3.3.4 T Immune Cells Activation
For gaining a more in-depth understanding of the immune responses and relative mechanism of NaVs in vivo, the spleen lymphocytes of the immunized mice were stained with anti-mouse APC-CD3, FITC-CD4 and Cy5.5-CD8 antibodies. As shown in Fig. 5A, compared to other groups, the percentage of CD4+ T cells from mice treated with NaVs greatly enhanced from 8.9–26.5% (Fig. 5B), while the percentage of CD8+ T cells increased from 5.4–13.6% (Fig. 5C and 5D). Taken together, NaVs could significantly promote the expansion of CD4+ T cells and CD8+ cells in the immune system of tumor-bearing mice.
Furthermore, the cytokine levels of supernatant of splenocytes after antigen re-stimulation in vitro were detected. As shown in Fig. 5E, NaVs increased the cytokine level of TNF-α approximately 4 times compared with the PBS group, which is consistent with the in vitro results. NaVs also significantly elevated the level of cytokine IL-10 (Fig. 5F). IL-10 as an anti-inflammatory factor can specifically limit Th17 inflammation to eliminate protumor environment and promote Th1-type anti-tumor immunity to recognize and eliminate tumors cells, and hence inhibit tumor development and metastasis [35, 36]. It can also activate NK cells and CD8+T cells directly or indirectly to enhance anti-tumor effects and contribute to the formation of immune memory [37]. As stated in the previous study, here the cytokines of TNF-α and IL-10 were upregulated mainly mediated by NF-κB and AP-1 activation through mitogen-activated protein kinase (MAPK) and nuclear factor kappa-B inducing kinase -IkB kinase-IkB (NIK-IKK-IkB) pathways which resulted from TLR-9 receptor binding with the dense CpG ODNs after NaVs internalized into endosomes [5, 38]. Altogether, we conclude that NaVs could enhance both humoral and cellular immune responses.

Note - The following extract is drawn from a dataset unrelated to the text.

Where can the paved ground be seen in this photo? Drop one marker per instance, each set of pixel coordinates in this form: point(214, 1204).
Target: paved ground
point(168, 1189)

3.3.5 Memory T Cell Immune Response
An important principle of tumor nanovaccine is to stimulate the immune system producing long-lasting antigen-specific immune memory, which prevents tumor formation as well as recurrence. So, we examined the memory T cell immune responses. CD44 is the most reliable marker of mouse memory cells and generally is used to define primary and memory T cells, while CD62L, an important adhesion molecule on central memory T cells, is usually used to distinguish between central memory T cells (CD44HiCD62LHi) and effector memory T cells (CD44HiCD62LLo) [39–41]. After the spleen lymphocytes from mice treated with NaVs were re-stimulated by the antigens, TCM proliferated in a large amount of both CD4+T (PBS 6.5% vs NaVs 15.9%) cells and CD8+T cells (PBS 8.9% vs NaVs 18.2%) (Fig. 5G and 5H). These data suggested that NaVs could effectively induce the production and proliferation of TCM, so that the body's immune system can maintain the memory of tumor antigens and provide long-term immune surveillance.